И опять – за работу. Всяко бывало, не то, что пили – выпивали при случае. Правда случаи эти были нередки, что-нибудь да подвернётся… Постепенно, за два-три года, большинство фронтовиков определилось с семейной жизнью, кто вдовушек, из тех, что помоложе да посимпатичней присмотрел, кто из местных девчонок, (алтаек и казашек подросло за войну немало) пару себе выбрал, некоторые в открывшуюся геологоразведку подались (геологиням и учительшам тоже женихи требовались), которые-то и совсем спились и сошли с круга; со всеми, почти, Еркимей посидел за столом – был желанным и почётным гостем. Нередко и Еркимей после свадеб просыпался во вдовьих постелях, но устойчивых связей не случилось, незаметно пристрастился к выпивке, а какой бабе по вкусу придётся мужик, что каждый день в лёжку…. Денег не хватало – годился одеколон. «Коняк с резбом», – пошучивал он, вспоминая трофейные напитки (не так то их и много было, как теперь ему казалось). Купил, было, старенькую избушку на деревне, всё – свой угол, хоть и не топлена почти всю зиму стоит, а при случае есть, где приткнуться, не по чужим углам шарашиться.… Да, вот случаев таких – всё реже, разве что подвыпившие собригадники забредут, а то и откровенные бичи, появились они в посёлке вместе с открывшейся геологоразведкой и как-то сразу протоптали дорогу к Еркимею Павловичу. Бич – бывший интеллигентный человек, как правило, спившийся, вот она, самая та компания Еркимею Павловичу. Правда, в отличие от многих, он никогда не занимал деньги, только зарабатывал, брал строго по тарифу и за дармовой деньгой не гонялся. От угощения забредших гостей – не отказывался, но и здесь никогда к рюмке первым не тянулся, и будь что-нибудь из еды, выставил бы на закуску…

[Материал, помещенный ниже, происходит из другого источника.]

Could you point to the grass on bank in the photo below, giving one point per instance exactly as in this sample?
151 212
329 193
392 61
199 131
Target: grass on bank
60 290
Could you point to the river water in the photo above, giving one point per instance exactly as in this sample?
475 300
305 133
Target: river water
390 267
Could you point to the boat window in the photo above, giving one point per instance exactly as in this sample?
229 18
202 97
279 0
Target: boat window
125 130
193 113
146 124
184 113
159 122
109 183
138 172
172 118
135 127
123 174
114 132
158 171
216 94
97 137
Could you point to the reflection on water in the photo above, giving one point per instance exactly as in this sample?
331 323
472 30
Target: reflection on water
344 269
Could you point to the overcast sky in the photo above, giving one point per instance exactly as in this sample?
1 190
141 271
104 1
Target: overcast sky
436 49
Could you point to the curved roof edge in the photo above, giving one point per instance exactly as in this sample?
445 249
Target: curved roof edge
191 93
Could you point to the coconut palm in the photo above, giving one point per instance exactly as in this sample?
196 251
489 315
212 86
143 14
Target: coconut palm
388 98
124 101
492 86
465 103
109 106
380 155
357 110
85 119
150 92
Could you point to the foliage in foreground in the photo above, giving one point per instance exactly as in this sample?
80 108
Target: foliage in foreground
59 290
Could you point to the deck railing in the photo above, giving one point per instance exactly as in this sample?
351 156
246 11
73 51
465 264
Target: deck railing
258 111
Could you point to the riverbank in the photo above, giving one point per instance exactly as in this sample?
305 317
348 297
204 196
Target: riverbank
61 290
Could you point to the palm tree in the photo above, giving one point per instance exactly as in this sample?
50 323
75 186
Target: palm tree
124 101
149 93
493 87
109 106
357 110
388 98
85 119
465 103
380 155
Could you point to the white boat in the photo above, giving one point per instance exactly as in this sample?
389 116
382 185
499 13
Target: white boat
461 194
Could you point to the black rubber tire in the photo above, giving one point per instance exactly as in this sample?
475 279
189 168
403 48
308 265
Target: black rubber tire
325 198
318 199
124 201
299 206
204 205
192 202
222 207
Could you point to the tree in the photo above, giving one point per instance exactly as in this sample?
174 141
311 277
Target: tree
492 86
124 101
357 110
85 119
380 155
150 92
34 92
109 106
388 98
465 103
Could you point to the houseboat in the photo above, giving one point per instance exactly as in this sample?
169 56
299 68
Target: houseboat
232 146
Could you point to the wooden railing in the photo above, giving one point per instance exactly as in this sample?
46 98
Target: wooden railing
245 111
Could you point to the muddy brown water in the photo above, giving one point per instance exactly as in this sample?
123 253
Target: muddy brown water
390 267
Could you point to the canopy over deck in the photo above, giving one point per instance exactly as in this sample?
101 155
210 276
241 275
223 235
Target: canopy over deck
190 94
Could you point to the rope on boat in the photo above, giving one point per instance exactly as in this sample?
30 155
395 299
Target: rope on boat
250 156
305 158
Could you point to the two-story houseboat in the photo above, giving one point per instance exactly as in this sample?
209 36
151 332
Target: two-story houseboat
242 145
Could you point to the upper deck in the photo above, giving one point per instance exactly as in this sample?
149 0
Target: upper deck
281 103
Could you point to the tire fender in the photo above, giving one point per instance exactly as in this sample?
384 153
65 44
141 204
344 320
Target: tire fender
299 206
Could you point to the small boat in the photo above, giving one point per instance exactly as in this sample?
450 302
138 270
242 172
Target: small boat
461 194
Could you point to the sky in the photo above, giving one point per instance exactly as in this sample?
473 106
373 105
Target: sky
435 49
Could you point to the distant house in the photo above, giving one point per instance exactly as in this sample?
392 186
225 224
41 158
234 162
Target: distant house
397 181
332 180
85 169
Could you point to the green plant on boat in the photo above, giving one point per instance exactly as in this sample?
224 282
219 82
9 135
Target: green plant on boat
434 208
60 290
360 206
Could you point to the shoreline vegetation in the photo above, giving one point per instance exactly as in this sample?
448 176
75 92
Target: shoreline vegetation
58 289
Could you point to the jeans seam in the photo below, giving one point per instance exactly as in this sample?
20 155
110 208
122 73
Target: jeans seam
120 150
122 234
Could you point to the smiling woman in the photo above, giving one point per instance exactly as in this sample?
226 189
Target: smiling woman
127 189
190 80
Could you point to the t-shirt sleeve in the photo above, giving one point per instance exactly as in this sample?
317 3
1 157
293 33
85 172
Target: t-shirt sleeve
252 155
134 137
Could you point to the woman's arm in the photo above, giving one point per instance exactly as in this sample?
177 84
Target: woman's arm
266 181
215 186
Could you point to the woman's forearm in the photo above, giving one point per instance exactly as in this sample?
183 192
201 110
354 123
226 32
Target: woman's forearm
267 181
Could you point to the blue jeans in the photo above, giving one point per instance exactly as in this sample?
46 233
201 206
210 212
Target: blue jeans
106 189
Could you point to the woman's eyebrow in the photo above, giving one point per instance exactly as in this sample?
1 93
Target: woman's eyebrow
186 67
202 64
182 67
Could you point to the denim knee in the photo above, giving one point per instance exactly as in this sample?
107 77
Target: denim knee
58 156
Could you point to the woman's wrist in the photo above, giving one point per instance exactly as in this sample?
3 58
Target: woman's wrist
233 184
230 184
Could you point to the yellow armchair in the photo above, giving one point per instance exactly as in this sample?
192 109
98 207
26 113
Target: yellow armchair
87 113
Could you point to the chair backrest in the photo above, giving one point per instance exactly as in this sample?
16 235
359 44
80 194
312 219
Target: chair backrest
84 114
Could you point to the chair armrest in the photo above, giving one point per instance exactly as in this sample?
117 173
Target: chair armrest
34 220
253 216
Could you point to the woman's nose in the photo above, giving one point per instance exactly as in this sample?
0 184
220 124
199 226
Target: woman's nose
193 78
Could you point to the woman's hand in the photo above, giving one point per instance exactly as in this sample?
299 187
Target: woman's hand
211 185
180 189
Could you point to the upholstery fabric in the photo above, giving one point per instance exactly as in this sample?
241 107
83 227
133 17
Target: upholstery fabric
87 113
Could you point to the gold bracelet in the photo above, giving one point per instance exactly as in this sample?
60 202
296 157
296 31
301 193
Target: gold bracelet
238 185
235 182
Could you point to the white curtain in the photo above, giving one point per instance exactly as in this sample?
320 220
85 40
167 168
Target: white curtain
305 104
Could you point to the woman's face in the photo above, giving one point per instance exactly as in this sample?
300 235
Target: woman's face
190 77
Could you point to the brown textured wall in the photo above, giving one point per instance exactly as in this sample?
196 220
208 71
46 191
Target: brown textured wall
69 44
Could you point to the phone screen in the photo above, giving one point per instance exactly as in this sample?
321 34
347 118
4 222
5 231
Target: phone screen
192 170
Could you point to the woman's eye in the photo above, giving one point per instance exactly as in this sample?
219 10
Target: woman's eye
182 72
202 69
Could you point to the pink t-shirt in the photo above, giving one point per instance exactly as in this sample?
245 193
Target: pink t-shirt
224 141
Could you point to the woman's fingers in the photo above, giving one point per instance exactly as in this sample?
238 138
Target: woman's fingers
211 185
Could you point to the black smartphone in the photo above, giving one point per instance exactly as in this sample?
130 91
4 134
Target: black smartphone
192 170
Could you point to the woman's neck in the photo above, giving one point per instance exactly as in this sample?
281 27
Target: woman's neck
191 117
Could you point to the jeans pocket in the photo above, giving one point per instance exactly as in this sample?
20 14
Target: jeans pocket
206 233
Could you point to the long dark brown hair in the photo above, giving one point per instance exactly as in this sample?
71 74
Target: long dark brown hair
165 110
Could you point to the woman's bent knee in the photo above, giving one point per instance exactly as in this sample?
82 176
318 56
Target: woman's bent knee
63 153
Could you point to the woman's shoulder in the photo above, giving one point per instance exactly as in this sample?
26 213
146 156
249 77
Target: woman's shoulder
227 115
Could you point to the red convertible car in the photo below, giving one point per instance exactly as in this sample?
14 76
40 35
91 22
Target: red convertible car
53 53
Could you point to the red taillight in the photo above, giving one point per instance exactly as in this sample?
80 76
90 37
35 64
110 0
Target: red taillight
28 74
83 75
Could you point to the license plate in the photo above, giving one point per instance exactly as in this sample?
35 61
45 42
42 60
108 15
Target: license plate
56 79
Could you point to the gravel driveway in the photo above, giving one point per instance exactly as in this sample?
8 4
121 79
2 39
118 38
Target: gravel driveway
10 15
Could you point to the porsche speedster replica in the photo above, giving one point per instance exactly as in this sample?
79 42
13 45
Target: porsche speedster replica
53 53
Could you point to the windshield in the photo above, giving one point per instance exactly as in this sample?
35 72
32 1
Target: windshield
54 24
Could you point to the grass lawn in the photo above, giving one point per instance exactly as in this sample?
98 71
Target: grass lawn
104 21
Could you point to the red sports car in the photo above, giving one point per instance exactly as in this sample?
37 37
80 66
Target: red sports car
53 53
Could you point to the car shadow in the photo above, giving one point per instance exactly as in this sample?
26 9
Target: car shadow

Недавно, кажется, было: дал бригадир задание бригаде и в лес отправил. А Еркимея Павловича попросил задержаться. Подошёл, глаза в сторону отводит: «Ты, Еркимей Павлович, мужик хороший, душевный мужик… да, понимаешь, не я самый главный… Короче, сказали мне, убирай из бригады этого пьяницу, извини, так сказали.… Так, что сам понимаешь.… Не я тут хозяин, – повернулся к лесу, шагнул два раза, остановился и через плечо, – Да, вот ещё что… пилу эту с собой забери, спишу как-нибудь, а тебе жить чем-то надо.… Извини, больше ничего не могу сделать».
С тех пор у Еркимея одна работа, попилить кому дров на деревне, порой и в соседние заглядывает. Не до жиру, только на «коняк с резбом» и хватает. Похудал Еркимей, пообносился, но марку держит и никого ни о чём не просит. Пилил мне дрова, я ему две поллитровки настоящего коньяку выставил – пить не стал, пока всю работу не сделал, сели – закусили, смеётся: «Зря, парын, дынгу пырывёл, мне самый кус – коняк с рызбом».
Из партии Еркимея Павловича так и не исключили. Носит он партийную книжицу в нагрудном кармане и дважды в год ездит в райцентр платить членские взносы. А один день в году, с утра, – весь чистенький, как новый, в парадном мундире, при всех орденах, трезвый, как стёклышко.… Пройдёт по деревне, на митинге постоит, честь по-солдатски гимну отдаст, умные речи послушает.…
И после обеда его в этот день никто больше на улице не увидит.